CLARION Design Principles

May 13, 2010

“Principled Design” is a term used occasionally (especially in computer architecture) to describe an approach in which you list and explain your assumptions and constraints before describing the design itself. This has a number of benefits: –

  1. It’s often more constructive to debate assumptions than details
  2. A set of principles is useful when considering alternatives when designing an architecture.
  3. A design will often flow from the assumptions and constraints; explaining the principles is often the easiest way of explaining the design.

The architecture of CLARION is based on a number of guiding principles: –

Subsystems exist on the web

We have designed the system as a set of applications with defined roles, rather than as a monobloc. This is sometimes a practical necessity, and allows us to keep the parts relatively simple. By using web standards for interfaces (RESTful HTTP based APIs, Atom feeds for data transfer) and making sure each sub-system implements its own security, we keep the parts simple and increase the flexibility of the system.
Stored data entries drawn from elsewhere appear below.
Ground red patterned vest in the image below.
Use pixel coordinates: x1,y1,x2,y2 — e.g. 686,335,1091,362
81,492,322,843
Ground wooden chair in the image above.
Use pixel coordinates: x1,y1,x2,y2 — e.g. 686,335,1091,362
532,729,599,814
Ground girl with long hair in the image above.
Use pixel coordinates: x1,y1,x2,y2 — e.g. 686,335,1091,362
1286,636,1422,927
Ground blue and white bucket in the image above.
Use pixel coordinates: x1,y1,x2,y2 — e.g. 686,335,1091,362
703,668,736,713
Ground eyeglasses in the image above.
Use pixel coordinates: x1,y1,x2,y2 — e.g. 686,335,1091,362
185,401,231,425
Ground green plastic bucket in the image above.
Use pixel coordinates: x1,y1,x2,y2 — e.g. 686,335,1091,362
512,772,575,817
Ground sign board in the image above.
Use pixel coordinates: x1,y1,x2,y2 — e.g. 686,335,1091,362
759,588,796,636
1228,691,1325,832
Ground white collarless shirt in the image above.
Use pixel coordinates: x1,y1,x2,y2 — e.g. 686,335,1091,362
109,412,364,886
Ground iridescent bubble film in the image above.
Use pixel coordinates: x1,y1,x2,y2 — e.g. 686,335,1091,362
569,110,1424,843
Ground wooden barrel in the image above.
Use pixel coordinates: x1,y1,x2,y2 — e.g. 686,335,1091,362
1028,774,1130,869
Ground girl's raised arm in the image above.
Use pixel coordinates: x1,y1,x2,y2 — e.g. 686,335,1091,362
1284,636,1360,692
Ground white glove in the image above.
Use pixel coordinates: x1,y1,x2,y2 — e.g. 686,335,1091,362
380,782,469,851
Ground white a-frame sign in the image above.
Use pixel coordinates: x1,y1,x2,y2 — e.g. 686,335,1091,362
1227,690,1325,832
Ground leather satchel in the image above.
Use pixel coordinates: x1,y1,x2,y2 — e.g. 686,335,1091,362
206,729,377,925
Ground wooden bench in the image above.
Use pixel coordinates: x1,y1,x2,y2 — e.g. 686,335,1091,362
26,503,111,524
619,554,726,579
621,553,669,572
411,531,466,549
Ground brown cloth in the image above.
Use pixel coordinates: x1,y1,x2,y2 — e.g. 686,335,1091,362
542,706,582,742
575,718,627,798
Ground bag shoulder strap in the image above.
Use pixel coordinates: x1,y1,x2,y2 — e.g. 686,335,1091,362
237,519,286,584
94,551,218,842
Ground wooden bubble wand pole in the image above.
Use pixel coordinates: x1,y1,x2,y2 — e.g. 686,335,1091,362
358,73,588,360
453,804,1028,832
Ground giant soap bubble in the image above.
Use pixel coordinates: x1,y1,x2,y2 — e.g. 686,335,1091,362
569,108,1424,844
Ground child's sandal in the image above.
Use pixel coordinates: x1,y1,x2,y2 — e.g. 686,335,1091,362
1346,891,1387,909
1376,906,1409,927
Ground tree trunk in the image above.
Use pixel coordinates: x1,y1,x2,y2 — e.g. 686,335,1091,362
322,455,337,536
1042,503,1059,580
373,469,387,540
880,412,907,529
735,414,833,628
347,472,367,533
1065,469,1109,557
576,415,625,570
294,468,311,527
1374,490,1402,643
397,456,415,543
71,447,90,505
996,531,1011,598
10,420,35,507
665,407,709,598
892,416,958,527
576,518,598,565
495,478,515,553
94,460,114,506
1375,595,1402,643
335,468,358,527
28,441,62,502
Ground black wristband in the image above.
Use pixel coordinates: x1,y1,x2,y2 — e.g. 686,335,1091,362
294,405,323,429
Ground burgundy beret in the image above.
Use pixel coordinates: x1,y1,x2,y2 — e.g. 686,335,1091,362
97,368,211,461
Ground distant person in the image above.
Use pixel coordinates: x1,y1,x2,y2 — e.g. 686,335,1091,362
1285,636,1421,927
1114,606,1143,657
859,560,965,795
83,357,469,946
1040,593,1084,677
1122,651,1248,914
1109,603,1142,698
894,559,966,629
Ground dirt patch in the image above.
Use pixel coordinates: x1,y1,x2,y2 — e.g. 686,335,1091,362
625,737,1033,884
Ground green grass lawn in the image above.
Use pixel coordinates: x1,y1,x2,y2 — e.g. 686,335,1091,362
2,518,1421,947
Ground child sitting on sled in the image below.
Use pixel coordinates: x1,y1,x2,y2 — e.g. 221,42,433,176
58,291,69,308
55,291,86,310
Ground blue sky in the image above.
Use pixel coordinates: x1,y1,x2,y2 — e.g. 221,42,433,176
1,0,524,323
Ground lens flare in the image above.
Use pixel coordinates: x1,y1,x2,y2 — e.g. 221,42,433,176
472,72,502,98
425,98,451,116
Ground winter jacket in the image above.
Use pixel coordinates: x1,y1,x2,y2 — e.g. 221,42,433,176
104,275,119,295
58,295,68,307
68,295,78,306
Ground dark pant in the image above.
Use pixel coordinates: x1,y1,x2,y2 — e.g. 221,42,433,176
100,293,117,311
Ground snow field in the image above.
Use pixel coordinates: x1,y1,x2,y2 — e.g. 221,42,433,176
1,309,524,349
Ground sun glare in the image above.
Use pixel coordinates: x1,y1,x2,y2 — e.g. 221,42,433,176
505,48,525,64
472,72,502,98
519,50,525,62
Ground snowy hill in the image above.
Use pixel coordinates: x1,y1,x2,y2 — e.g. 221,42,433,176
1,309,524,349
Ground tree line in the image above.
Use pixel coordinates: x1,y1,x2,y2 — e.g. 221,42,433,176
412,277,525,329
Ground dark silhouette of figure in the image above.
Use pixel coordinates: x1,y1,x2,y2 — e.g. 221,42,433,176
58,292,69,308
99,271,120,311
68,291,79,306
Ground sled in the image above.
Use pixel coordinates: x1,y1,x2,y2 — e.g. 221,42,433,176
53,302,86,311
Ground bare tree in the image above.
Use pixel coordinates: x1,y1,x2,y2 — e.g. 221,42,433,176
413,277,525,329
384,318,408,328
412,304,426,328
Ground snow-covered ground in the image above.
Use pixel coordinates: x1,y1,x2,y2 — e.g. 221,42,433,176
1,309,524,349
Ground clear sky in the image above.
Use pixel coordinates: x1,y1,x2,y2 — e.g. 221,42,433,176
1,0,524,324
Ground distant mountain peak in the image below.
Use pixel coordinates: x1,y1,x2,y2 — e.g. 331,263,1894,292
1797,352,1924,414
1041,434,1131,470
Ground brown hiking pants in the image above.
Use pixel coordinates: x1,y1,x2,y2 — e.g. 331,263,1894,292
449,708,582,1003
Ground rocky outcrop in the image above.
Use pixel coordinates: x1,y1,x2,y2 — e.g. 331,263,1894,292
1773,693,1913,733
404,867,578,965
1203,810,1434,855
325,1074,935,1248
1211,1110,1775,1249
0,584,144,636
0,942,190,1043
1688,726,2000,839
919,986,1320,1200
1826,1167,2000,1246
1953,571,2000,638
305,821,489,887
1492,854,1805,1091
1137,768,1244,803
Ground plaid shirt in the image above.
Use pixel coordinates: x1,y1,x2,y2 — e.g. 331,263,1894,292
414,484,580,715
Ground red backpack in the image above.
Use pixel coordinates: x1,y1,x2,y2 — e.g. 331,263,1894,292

It will hopefully also lead to easier re-use and interoperability.

Prefer to reference rather than duplicate

We avoid making duplicates of data unless there’s a need. Our Embargo Manager component only holds metadata, and if access control is required, it proxies through to the original resources. We make a duplicate copy for the repositories Chem1 and Chem0, since we assume that the originating systems probably won’t provide curation services.

Prefer to do things automatically

It should go without saying, but we try to automate anything that could create unnecessary work for users.

Manual semantification as early as possible

The SPECTRa project report (http://www.lib.cam.ac.uk/spectra/documents/SPECTRa_Final_Report_v10.doc) described a “Golden moment” at which the researcher is concentrating on the data, and can easily add informative metadata without too much thought or recollection. If we can’t automatically calculate metadata, it should be collected from the user as soon as possible.

Automatic semantification as late as possible

More automatically produced metadata produced early in the process means more data to deal with, and especially more provenance to keep track of. This is wasted, since we could produce this metadata whenever we choose, and since we are continually improving our metadata extraction routines, the best metadata will be produced last.